There are 19 animals on the World Wildlife Fund’s (WWF) critically endangered list, including three species of rhino, seven primates and four big cats.

The South China tiger, which has not been seen in the wild for more than 25 years and is considered “functionally extinct”, is top of the list.

The South China tiger is “functionally extinct”
Image: REUTERS/Aly Song

While China outlawed tiger hunting in 1979 and declared the South China tiger’s survival a conservation priority in 1995, no existing protected areas are sufficiently large, healthy or undisturbed enough to sustain viable tiger populations, WWF says.

Image: WWF

On the verge of extinction

The list also shows five species that each have fewer than 100 animals left, including the Amur leopard, of which there are only about 60 remaining despite having adapted to life in eastern Russia’s temperate forests.

Meanwhile, the vaquita, a type of porpoise found only in the northern Gulf of California, is also on the verge of extinction, mainly due to getting caught and drowned in gillnets used in illegal fishing operations. WWF estimates there are now fewer than 30 vaquita left.

Mixed fortunes for rhino species

The Javan rhino is also critically endangered and is the most threatened of the five rhino species, with only 58 to 68 individuals left – all of which are thought to live in Ujung Kulon National Park in Java, Indonesia.

Typically killed by trophy hunters during the European colonial period, Javan rhinos also suffer from low genetic diversity and inbreeding, which WWF predicts could make it difficult for the long-term survival of the species.

Despite this, major conservation efforts in recent years have brought back several other species of rhino from the point of extinction, including the black rhino. And while the black rhino is still considered critically endangered, its numbers have doubled from an historic low 20 years ago to between 5,042 and 5,455 today.

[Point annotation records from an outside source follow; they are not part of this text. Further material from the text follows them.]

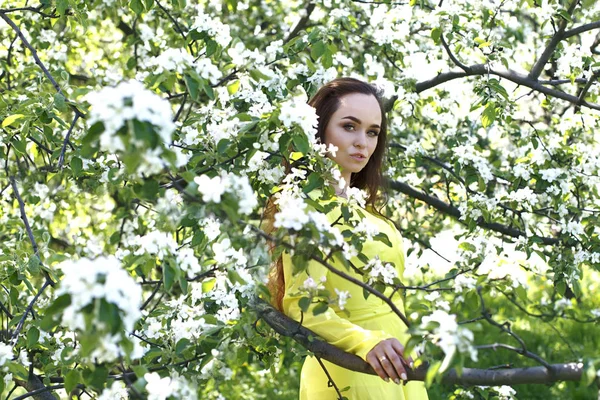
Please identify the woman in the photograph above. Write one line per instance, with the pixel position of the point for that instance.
(352, 118)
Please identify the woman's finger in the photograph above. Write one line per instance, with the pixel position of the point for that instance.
(408, 361)
(373, 360)
(389, 362)
(395, 365)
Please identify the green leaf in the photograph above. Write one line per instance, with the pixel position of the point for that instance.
(97, 378)
(301, 143)
(436, 34)
(232, 88)
(382, 237)
(489, 115)
(320, 308)
(467, 247)
(33, 265)
(72, 379)
(168, 276)
(62, 6)
(192, 86)
(137, 6)
(76, 166)
(314, 181)
(432, 372)
(59, 102)
(11, 119)
(33, 336)
(521, 293)
(304, 303)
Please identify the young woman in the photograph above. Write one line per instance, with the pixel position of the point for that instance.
(352, 118)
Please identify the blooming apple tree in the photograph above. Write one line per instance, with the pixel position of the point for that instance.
(141, 141)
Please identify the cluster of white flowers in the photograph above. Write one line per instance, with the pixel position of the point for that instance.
(86, 280)
(292, 211)
(177, 60)
(522, 171)
(551, 174)
(572, 58)
(523, 195)
(503, 267)
(175, 386)
(462, 282)
(505, 392)
(118, 391)
(207, 70)
(298, 112)
(574, 228)
(436, 298)
(240, 56)
(213, 27)
(449, 336)
(342, 297)
(213, 188)
(311, 285)
(226, 254)
(224, 294)
(155, 242)
(163, 245)
(466, 154)
(366, 227)
(356, 196)
(265, 173)
(211, 228)
(322, 76)
(115, 106)
(5, 353)
(562, 304)
(378, 270)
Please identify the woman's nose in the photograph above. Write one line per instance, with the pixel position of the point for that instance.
(361, 139)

Similarly, the southern subspecies of the white rhino, which was thought to be extinct in the late 19th century, has seen numbers surge to between 19,600 and 21,000 today, meaning it is now classified as “near threatened”.

The same, however, cannot be said for its northern cousin. To combat near extinction, the last remaining northern white rhino, Sudan, joined dating app Tinder last year as part of fundraising efforts by conservationists.

Northern white rhinos are close to extinction
Image: REUTERS/Baz Ratner

Creating protected areas

Fortunately, conservation is now a major priority around the world, with some governments taking an active role in protecting animals.

Last year Mexico designated the Revillagigedo Archipelago, located 390 km (242 miles) southeast of the Baja California peninsula, as a marine park, making it the largest ocean reserve in North America.

The park, which is roughly the size of Illinois, is designed for the conservation of giant rays, whales and turtles, including dozens of species endemic to the area.

Meanwhile, the government of the Republic of Chad recently signed a new agreement with African Parks for the management and protection of an expanded territory of critical conservation areas. These include peripheral reserves Siniaka Minia, Bahr-Salamat and adjoining wildlife corridors to create the Greater Zakouma Functional Ecosystem.

More investment is needed

Despite these and other conservation efforts, poorly protected areas remain a serious concern. A new study by WWF of over 100 tiger conservation areas reveals just 13% meet global standards, for instance.

The majority of these sites are in Southeast Asia, where tigers have suffered the most dramatic decline in the past decade, WWF says. According to the report, low investment from governments is one of the main reasons for the lack of management of these protected areas.

“Unless governments commit to sustained investments in the protection of these sites, tiger populations may face the catastrophic decline that they have suffered over the last few decades,” warns Michael Baltzer, chairman of the executive committee of Conservation Assured | Tiger Standards (CA|TS) project.